Reden wir über Geld: Ingrid Steeger "Ich habe um 100 Euro gebettelt"

Die Schauspielerin Ingrid Steeger wurde bekannt mit der Sendung "Klimbim" - mittlerweile lebt sie von Hartz IV. Ein Gespräch über die Kunst zu lügen, ihren ermordeten Steuerberater und ihr Verhältnis zu Männern.

Interview: Alexander Hagelüken und Hannah Wilhelm

Ingrid Steeger, 63, ist schmal und klein. "Ich bin eher ein Floh als eine Dame", stellt sie gleich klar. Bekannt wurde sie einst durch Auftritte in "Schulmädchenreport"-Filmen und in der ARD-Comedy-Serie "Klimbim". In den neunziger Jahren spielte sie dann in Dieter Wedels "Der große Bellheim". Mindestens so viele Schlagzeilen wie mit ihren Rollen machte sie mit ihren Beziehungen: mit Udo Jürgens, den Schauspielern Jean-Paul Zehnacker und Bernd Seebacher, dem US-amerikanischen Umweltschützer Tom LaBlanc - und mit Dieter Wedel. Seit kurzem ist Steeger wieder in den Medien - denn ihr ist das Geld ausgegangen. Zeit für ein Gespräch.

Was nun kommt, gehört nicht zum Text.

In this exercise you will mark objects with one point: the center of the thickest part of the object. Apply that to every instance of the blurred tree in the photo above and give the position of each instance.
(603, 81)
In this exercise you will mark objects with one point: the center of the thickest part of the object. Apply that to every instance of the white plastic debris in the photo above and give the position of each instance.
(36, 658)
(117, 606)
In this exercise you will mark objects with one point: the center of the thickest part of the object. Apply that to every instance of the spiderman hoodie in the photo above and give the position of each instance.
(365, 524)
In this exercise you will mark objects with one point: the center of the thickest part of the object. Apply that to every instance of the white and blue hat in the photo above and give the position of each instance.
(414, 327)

SZ: Ingrid Steeger, reden wir über Geld.

Ingrid Steeger: Aber ich hab doch gar keins mehr. Das wissen Sie doch.

SZ: Sie beziehen Hartz IV.

Steeger: Ich habe 18.000 Euro Mietschulden. Wir waren von 2004 bis 2006 noch mal mit der "Klimbim"-Familie auf Tour. Dann sind Elisabeth Volkmann und Horst Jüssen gestorben, Peer Augustinski bekam einen Schlaganfall. Alleine konnte ich das ja nicht spielen. Tot ist tot. Dann war alles wie abgerissen, keine Aufträge mehr. Irgendwann habe ich bei meiner Bank um 100 Euro gebettelt. Aber ich habe nichts mehr gekriegt. Die Leute sagen alle, ich sei Kult, aber vom Kult kann ich nicht leben. Jetzt gerade habe ich wieder etwas verdient.

SZ: Womit?

Steeger: Mit Talkshow-Auftritten. Das habe ich gemeldet und nun krieg ich gerade kein Hartz IV mehr. Das ist ja auch richtig so. Ich freue mich, wenn ich das Sozialamt anrufen kann und sagen kann: Ich verdiene gerade wieder Geld.

SZ: Kamen Sie mit dem Hartz-IV-Satz von 359 Euro aus?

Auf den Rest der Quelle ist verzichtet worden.